Cuando parecía haber encontrado el sosiego en su vida, la criminóloga Ana Beltrán comprende que una serie de muertes que encierran mensajes cifrados pone fin a la calma en la que estaba inmersa. En pareja con un exagente de Interpol, reconocida como profesional, esos cuerpos cercenados, que aparecen en distintas iglesias, separados de las cabezas, van a ponerle a prueba el temple y la sagacidad para resolver los crímenes.
La trama se complica con el descubrimiento de que todos los asesinados tienen un tatuaje que conforma una imagen única, compartida: un código más que deberán descifrar. La desaparición inesperada de Agustín Riglos, exespía y pareja de la doctora Beltrán, sume al grupo de investigadores en la desconfianza.

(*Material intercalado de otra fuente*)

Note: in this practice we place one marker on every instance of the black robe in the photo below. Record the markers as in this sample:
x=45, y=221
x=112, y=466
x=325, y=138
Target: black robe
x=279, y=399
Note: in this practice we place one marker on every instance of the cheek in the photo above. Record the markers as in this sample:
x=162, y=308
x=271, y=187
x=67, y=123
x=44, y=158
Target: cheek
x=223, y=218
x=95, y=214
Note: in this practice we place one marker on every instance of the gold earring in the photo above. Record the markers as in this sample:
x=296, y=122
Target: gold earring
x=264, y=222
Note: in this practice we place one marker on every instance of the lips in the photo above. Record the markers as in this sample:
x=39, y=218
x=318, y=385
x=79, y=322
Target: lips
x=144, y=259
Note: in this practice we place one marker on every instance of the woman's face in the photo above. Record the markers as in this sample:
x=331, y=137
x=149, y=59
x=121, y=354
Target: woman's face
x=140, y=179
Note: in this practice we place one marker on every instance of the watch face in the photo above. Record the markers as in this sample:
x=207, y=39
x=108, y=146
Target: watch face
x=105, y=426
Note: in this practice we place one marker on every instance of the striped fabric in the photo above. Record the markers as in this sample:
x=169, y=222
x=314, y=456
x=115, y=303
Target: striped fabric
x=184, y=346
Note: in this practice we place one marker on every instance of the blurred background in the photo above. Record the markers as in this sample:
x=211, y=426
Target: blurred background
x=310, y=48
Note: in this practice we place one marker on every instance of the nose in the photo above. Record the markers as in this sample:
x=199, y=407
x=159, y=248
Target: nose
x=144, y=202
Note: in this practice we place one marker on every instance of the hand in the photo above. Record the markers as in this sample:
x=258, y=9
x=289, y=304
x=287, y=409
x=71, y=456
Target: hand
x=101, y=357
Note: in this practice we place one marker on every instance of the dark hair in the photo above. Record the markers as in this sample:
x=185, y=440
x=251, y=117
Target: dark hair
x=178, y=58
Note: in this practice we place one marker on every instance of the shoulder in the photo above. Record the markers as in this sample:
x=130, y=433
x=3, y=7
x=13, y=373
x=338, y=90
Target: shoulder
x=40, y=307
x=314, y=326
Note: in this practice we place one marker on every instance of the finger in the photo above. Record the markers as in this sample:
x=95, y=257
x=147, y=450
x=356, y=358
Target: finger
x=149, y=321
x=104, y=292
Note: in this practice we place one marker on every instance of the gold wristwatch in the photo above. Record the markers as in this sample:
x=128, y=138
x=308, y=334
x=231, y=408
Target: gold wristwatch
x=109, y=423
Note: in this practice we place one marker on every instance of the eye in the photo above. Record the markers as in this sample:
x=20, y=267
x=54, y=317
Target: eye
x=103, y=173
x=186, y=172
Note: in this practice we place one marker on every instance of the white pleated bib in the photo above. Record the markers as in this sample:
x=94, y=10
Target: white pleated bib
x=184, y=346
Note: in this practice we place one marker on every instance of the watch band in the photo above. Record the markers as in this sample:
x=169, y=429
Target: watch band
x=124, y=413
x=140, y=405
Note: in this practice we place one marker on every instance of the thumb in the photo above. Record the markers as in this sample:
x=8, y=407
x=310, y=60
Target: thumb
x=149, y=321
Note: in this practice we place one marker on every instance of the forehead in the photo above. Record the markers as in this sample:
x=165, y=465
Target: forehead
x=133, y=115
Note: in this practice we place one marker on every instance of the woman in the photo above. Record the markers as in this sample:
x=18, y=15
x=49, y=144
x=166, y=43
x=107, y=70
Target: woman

Con personajes desbordantes, como el comisario Justo Zapiola o la agente Verónica Ávalos, con escenarios que van de lo escabroso al mundo del jet-set, con el desconcierto que siembra el mejor suspenso y con la brillantez de la doctora Beltrán para resolver los enigmas, la trama se articula sin respiro para el lector.
Un hilo invisible unía todas las puntas: los cuerpos, los sitios en los que aparecieron, los tatuajes, la escultura del Grupo de Laocoonte, el Vaticano, el hecho de que quisieran echarlos luego de haberlos convocado: algo les ocultaban, pero ¿qué? Demasiadas puntas para unir en un solo caso.
En la tercera entrega de esta serie que no para de crecer en adeptos, María Correa Luna nos habla del poder de aquello que está oculto, de aquello que para muchos debe permanecer secreto.